Chief Requisites Of Standard Classes And Grades Of Beef

What are the chief requisites for a standard system of classifying and grading beef, and what should be the basis of such a system?

First of all, the system should be logical and workable. It should fit the needs of the trade. Arbitrary action is sometimes necessary to uproot certain evils and inconsistencies which creep into every industry, but no system of grading could hope to succeed which ran counter to the fundamentals of trade practice. For example, there would be no point to calling a certain carcass of meat No. A 1 unless, under a fair interpretation of the term, that kind of a carcass be superior to all others handled by the trade.

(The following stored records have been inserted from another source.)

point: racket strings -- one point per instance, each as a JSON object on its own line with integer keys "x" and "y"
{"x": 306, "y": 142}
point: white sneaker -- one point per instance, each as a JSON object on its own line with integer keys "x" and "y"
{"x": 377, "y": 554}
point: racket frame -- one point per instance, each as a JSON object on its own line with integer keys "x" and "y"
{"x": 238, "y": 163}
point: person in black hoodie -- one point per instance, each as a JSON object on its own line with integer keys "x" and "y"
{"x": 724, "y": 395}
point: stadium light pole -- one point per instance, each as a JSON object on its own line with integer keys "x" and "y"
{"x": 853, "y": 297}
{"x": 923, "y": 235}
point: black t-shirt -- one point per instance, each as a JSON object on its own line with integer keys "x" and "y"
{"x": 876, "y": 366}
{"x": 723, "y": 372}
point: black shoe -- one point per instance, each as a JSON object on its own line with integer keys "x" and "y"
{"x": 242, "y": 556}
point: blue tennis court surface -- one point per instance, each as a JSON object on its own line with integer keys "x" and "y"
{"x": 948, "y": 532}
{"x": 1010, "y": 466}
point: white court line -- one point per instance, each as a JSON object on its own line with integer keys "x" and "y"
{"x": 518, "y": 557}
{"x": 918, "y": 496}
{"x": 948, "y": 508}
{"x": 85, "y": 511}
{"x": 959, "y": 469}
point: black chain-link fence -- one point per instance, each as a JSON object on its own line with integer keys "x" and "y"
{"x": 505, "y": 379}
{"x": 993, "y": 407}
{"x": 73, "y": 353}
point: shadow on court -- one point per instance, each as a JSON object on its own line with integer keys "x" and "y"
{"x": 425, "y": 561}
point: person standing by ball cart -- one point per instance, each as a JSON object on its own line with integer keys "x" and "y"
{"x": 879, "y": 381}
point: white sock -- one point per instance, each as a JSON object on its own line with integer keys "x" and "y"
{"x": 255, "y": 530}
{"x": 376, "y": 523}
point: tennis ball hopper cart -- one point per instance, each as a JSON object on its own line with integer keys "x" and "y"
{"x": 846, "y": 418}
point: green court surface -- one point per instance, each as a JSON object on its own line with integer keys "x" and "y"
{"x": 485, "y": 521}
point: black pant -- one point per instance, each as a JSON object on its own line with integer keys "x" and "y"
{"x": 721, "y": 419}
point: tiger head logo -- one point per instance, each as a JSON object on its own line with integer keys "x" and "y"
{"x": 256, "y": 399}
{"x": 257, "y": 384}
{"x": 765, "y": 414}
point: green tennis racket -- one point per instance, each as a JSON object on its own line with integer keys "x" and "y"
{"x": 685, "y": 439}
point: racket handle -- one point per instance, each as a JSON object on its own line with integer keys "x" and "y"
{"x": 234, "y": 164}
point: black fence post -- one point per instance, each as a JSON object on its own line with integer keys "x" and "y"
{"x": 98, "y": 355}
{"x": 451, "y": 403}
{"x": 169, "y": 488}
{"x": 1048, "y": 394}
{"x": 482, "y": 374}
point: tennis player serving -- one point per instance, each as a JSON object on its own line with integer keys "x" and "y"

Second, it should be specific. Whenever a carcass of meat is placed in a given class and grade it should be placed there for some definite reason which can be explained and demonstrated to anyone interested. Individual fancy or personal prejudice can have no place in a standard system of grading.

Third, it should have permanence. No system of grading which is unduly influenced by geography, temporary supply, demand, or other trade conditions, or by time, can ever become standard. The main weakness of most of the systems of grading used heretofore lay in their flexibility and instability. Location of the market, season of the year, temporary fluctuations, either in available supplies or trade preference, brought decided changes in the determination of grades. A carcass of beef which graded Good on one market was called Medium on another, and possibly Choice on a third. Furthermore, on the same market, at certain seasons of the year, when supplies of grass-fed beef were plentiful, the whole scale of grades was perceptibly lowered and carcasses were graded Good which would have been called Medium at another season when the bulk of the beef offered was derived from grain-fed animals.

Obviously, if the system is subject to such variations, one market has as much right as another to change it, and, carrying the logic of the situation a step further, every member of the trade is privileged to alter the scheme of grading to suit his own fancy or convenience of the moment. Such a situation, of course, defeats the whole purpose of standardization and leads to confusion and chaos in marketing.

Apparently, then, the only way to render a system of classifying and grading independent of such rapidly changing conditions is to base it on certain fundamental characteristics inherent in the comodity, defining these characteristics as clearly as possible, and setting limits for them as definite as circumstances will permit.

Virtually all systems of classifying beef are compartively simple. Classification usually is based on certain broad, general principles, which are easily defined and readily applied. The system of classifying used in this bulletin, based wholly on the sex condition of the animal which produced the beef, presents no difficulties of definition and few of application. Grading within the classes, however, is a different matter.